I’m still waiting on a decision on her bills. Mom asks me everyday. I tell her truthfully that I don’t know and that I’ll call. I leave message after message and get no reply.
Finally, I find out that the caseworker on the case is on maternity leave and they are still sorting through her files. Her replacement is unfamiliar with the case or even with Medicaid cases. He generally works in Child Protective Services but will get back to me in a few days.
The next notice I get is that Mom’s case has been denied. She’s got too much money. I appeal, including a copy of my mother’s checking account statement which shows a balance of just over $1000. I also include a copy of the bills that have come in so far amounting to over $50,000.
Mom, meanwhile is getting worse. Her doctor, who is also my doctor, suggests hospice and gets her into the lovely hospice that is part of the hospital.
Mom seems to hold it together mentally until after the move to hospice, then she deteriorates quickly becoming paranoid and delusional. The cancer, the doctors have told me, has spread to every part of her body including her brain. She is increasingly incoherent, but has occasional lapses of coherency. “Have you taken care of the bills? Did the Medicaid come through?” she asks.

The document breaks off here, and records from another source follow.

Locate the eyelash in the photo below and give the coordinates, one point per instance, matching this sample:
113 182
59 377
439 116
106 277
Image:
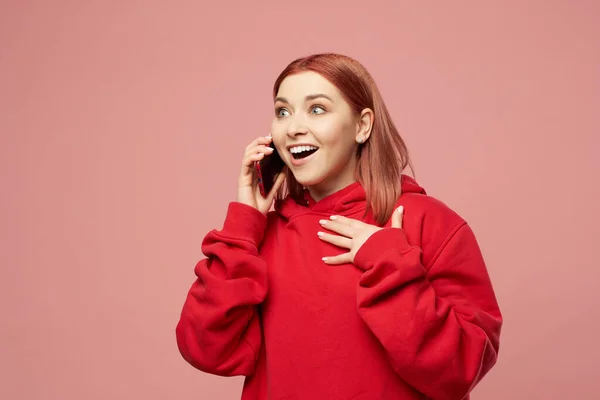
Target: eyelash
279 109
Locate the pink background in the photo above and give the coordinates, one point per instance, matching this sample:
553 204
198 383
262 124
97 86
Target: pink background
122 126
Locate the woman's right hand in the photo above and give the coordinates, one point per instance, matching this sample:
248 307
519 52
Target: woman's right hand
248 192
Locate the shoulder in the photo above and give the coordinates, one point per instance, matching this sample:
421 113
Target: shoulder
428 223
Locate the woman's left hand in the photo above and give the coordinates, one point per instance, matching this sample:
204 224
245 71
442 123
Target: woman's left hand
351 235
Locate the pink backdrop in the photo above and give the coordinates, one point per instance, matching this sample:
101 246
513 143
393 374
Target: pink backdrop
122 127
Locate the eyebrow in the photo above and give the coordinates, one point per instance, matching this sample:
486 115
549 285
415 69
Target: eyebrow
307 98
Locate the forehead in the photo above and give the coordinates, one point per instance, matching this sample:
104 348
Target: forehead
297 86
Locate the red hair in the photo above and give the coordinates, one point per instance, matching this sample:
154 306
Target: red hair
384 156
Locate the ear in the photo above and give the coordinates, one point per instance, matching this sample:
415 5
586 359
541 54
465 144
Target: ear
364 125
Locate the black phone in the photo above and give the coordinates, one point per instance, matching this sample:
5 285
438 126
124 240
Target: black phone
267 170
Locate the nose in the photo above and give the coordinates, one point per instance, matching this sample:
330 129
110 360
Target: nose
297 126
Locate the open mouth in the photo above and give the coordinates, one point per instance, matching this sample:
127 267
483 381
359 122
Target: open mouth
300 152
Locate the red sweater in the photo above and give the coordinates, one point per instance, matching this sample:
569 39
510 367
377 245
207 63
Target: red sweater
414 317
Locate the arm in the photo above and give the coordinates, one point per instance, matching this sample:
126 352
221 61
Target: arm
440 324
219 330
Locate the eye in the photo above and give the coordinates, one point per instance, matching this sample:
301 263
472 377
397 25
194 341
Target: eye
317 110
281 112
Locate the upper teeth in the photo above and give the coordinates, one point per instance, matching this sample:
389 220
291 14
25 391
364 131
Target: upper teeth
299 149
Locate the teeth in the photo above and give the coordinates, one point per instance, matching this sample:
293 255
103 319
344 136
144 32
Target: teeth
300 149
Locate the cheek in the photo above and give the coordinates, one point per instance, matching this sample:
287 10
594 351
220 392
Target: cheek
339 136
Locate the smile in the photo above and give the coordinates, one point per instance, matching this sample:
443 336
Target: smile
302 151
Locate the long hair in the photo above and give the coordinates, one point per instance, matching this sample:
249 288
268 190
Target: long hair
384 156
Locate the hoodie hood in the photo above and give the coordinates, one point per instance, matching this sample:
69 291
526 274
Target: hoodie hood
349 202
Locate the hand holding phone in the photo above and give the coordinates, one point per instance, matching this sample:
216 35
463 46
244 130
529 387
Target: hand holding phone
267 170
249 190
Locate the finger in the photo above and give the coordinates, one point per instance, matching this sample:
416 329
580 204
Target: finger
251 158
345 220
265 140
338 227
337 260
259 149
335 240
397 217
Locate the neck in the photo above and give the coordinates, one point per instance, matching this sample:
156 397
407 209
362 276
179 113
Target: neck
323 189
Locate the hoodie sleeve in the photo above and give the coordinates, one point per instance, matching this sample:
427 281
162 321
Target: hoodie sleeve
440 324
219 330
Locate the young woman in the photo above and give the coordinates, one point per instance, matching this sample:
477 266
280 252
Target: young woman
358 285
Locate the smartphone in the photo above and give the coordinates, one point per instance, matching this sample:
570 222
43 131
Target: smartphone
267 170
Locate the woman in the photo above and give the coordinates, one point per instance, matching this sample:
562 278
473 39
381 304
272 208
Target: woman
358 285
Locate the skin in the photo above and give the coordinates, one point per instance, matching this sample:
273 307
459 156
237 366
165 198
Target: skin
310 110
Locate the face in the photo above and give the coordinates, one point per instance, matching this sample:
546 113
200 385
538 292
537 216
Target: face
317 133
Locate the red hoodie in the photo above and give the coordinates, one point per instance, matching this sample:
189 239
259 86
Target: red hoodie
414 317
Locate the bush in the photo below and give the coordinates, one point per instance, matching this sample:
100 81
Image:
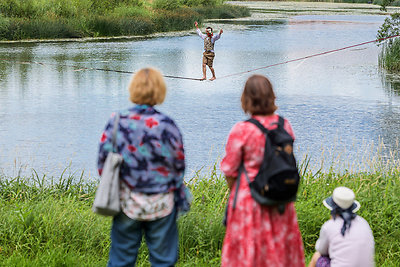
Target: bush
180 19
197 3
106 26
389 57
223 12
390 53
131 12
166 4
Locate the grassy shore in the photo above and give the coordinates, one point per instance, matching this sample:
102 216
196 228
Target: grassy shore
43 19
48 221
389 57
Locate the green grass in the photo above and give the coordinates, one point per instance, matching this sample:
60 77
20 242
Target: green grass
46 221
44 19
389 57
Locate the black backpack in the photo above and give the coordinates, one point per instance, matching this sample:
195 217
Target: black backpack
278 179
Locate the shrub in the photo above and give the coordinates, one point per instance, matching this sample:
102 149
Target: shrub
389 57
131 12
106 26
180 19
197 3
223 12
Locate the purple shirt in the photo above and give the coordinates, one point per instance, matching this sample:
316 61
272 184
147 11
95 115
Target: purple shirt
152 150
354 249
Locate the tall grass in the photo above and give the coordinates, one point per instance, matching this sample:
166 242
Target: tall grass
48 222
44 19
389 57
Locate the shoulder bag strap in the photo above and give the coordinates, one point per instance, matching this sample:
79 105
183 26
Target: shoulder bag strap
241 169
281 122
115 129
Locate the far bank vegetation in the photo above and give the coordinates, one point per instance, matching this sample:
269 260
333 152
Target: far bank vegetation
49 19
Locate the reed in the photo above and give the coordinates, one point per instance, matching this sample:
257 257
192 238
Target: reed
389 57
47 221
43 19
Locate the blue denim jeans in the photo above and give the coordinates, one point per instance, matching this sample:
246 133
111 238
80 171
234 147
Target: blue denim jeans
161 238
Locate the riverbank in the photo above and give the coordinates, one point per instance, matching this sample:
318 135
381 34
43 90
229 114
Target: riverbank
67 19
49 222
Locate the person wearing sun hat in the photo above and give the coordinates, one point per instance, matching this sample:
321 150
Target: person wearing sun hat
346 240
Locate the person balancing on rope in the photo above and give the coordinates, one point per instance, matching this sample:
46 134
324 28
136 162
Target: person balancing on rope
208 55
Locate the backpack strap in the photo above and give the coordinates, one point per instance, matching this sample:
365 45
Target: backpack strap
259 125
241 168
280 123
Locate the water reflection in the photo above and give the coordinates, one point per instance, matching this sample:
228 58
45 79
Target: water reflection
52 114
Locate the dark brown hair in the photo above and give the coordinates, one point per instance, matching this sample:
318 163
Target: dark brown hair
258 97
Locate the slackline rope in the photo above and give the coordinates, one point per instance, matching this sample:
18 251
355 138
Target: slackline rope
78 68
310 56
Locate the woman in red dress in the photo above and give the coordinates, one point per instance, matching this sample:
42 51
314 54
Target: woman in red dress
256 235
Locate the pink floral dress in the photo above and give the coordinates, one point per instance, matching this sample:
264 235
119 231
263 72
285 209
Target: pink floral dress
256 235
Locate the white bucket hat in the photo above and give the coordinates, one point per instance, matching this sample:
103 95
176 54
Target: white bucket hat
344 198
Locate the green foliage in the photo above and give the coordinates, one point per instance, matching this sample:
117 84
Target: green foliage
223 12
175 20
48 222
389 57
390 27
205 3
166 4
109 26
126 11
51 19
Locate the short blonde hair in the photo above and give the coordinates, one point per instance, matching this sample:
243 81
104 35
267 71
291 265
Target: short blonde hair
258 97
147 87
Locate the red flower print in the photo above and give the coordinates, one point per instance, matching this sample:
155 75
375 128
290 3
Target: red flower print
180 155
163 171
135 117
131 148
150 122
103 137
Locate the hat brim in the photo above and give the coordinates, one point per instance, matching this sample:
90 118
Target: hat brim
329 204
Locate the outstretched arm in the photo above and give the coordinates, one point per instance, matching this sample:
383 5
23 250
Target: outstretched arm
217 36
202 36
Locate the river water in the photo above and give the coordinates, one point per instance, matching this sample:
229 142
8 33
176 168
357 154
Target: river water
52 115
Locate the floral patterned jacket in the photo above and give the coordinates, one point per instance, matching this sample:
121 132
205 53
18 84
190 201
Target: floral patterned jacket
152 150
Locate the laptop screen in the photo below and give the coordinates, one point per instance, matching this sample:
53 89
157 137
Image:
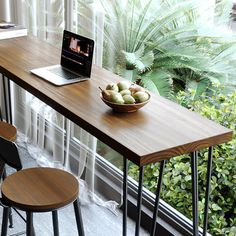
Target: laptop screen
77 53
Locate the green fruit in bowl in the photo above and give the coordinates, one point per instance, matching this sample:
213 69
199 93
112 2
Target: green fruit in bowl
124 84
128 99
108 94
117 98
125 92
141 96
112 86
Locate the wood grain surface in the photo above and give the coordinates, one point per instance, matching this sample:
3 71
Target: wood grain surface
40 189
158 131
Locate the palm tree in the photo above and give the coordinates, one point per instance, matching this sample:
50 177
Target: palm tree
163 45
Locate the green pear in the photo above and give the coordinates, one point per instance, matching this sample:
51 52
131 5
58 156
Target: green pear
141 96
112 86
135 88
108 94
124 84
128 99
125 92
116 98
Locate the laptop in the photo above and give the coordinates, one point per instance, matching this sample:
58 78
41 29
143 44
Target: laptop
76 61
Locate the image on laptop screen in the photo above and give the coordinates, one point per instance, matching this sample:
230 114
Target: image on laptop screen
77 53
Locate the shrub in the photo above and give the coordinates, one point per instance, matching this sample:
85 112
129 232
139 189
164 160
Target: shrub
176 188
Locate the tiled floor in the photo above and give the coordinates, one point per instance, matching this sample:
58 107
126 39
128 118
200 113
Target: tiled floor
98 221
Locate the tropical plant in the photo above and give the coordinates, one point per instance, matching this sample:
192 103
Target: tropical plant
164 45
177 176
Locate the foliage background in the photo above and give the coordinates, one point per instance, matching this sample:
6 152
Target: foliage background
181 50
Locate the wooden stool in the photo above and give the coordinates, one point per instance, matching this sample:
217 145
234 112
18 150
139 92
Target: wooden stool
38 189
7 131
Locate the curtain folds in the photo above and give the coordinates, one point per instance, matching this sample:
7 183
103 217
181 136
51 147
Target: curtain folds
46 129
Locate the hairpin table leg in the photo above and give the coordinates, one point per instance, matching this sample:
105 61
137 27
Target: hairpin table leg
208 186
194 192
158 193
125 180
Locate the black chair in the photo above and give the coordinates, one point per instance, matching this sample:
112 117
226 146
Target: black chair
36 189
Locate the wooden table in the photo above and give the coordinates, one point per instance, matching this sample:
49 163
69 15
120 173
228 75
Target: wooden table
157 132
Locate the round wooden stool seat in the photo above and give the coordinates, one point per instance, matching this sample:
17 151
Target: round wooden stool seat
40 189
7 131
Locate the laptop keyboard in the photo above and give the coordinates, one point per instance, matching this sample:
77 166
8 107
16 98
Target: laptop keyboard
63 73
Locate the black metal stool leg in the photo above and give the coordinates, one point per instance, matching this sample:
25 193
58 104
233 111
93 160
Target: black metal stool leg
194 173
208 188
29 224
5 221
125 181
78 217
139 201
55 223
4 175
158 193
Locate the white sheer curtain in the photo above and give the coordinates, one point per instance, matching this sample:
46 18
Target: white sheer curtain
44 127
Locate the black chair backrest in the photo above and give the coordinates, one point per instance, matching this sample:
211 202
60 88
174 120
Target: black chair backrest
9 154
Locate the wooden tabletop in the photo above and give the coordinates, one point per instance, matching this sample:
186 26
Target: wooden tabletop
158 131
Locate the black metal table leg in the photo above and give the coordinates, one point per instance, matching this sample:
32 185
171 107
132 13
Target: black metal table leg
9 100
194 173
55 223
158 192
125 181
208 188
29 224
139 201
78 217
5 97
5 221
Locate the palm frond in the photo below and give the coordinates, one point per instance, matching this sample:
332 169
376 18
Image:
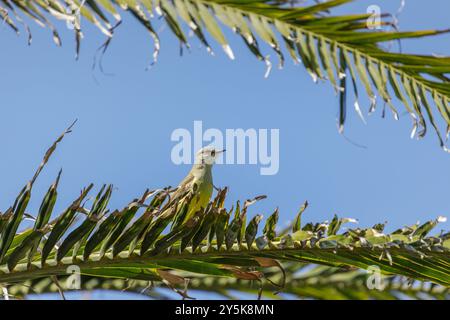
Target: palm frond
302 282
338 48
137 243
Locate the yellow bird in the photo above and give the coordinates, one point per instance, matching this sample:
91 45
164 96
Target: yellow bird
198 184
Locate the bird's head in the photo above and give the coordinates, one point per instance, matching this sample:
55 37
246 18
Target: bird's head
207 155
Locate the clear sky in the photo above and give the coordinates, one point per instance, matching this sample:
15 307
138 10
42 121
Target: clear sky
125 121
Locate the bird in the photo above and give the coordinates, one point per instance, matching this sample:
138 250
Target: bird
197 187
185 202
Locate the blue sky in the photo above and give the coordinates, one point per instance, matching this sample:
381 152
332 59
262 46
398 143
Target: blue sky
125 122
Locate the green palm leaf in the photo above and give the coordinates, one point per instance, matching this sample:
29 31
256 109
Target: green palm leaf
337 48
213 243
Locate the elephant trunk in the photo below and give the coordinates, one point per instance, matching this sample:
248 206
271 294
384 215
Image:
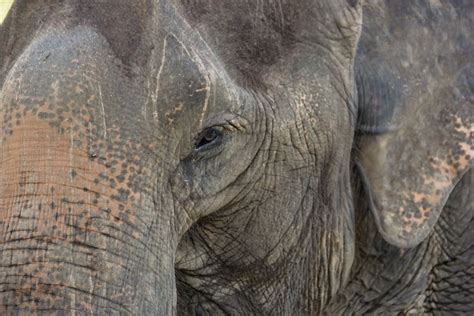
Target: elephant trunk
70 243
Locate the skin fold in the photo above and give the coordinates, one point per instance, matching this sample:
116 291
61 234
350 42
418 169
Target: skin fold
204 157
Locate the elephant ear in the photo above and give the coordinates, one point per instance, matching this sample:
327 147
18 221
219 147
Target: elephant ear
415 82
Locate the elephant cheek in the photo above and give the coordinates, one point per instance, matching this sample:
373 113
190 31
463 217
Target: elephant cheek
71 241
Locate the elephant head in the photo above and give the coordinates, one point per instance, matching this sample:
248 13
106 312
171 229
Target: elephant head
198 156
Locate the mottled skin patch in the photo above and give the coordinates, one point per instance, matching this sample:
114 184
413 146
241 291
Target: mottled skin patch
414 156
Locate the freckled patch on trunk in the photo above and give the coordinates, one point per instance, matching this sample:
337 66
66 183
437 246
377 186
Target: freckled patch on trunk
52 203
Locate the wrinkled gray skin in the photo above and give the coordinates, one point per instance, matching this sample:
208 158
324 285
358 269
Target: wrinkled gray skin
210 157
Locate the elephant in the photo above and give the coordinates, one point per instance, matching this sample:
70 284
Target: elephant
205 157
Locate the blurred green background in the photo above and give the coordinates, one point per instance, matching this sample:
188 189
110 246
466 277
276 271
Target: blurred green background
4 7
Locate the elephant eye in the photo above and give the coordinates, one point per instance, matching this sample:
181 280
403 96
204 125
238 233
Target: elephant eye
209 137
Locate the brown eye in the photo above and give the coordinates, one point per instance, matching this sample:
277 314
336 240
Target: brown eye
207 138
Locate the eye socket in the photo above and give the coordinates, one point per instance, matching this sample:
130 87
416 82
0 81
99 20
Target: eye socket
209 137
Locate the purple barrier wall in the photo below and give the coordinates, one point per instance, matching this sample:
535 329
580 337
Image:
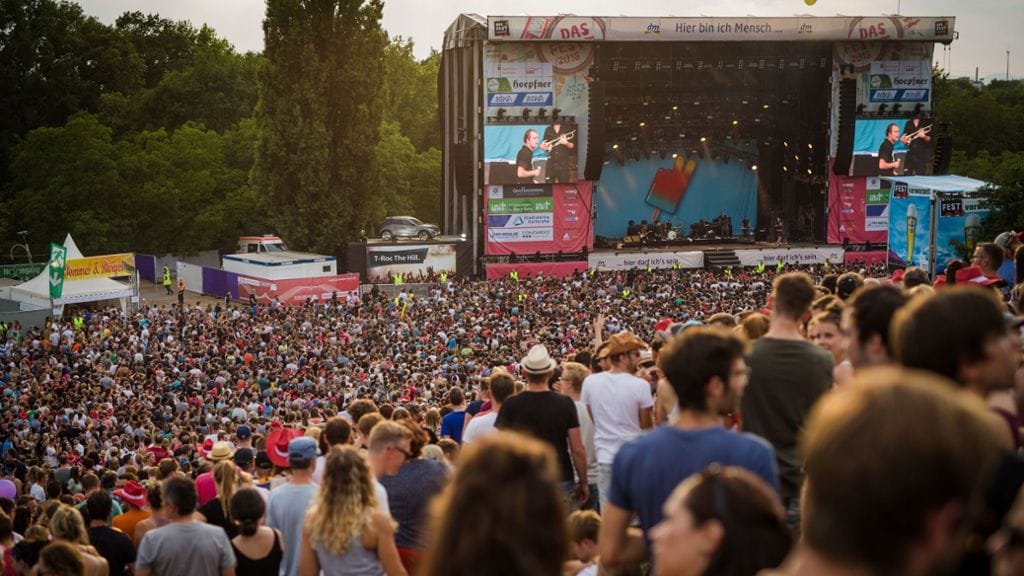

I lied to my dying mother and told her that yes, everything is fine.
Meanwhile, I’m worried. The hospice wants to know how they will be paid. The doctors are beginning to send nasty letters. Even the ambulance that took her to the hospice from the hospital are getting antsy.
I lie to my mother every time she comes around enough to understand. Even when she and I talk three days before her death, she brings it up. I lie to her again and tell her, “Everything is taken care of. Just rest.”
What else could I do?
Two weeks after her death, I get a letter. The temporary caseworker has been reassigned and the new one on the case approves her care and all the bills disappear almost overnight. I have to send a letter with the case number to a few, but for the most part everything is taken care of.
I don’t tell this story to prove why government shouldn’t be in charge of our health care. The caseworker who denied Mom’s coverage didn’t know what he was doing and wasn’t even in his proper department. So I don’t blame Medicaid. My mother still received the best possible care, I think, because everyone knew that Medicaid would pay.
I tell you this story because I feel that if my mother had had health insurance when she first got sick then she might have gone to the doctor sooner. We might still have the same result – afterall, my mother had smoked for nearly 40 years. But she would have had some assurance that everything was taken care of and I wouldn’t have had to lie to my dying mother.
You cannot possibly understand how a situation like this tears your soul apart unless you live through it.
During the grieving process, I attended therapy and one of my biggest problems was the guilt I felt for lying to my mother while she was dying. Now, I just get angry. She should have had another option. There should have been another way.
My mom wasn’t a deadbeat. She wasn’t someone riding the coat tails of society. She was someone who paid her taxes; who voted in every election; who baked brownies for my class when I was school; who was active in her community; she was just LIKE YOUR MOTHER.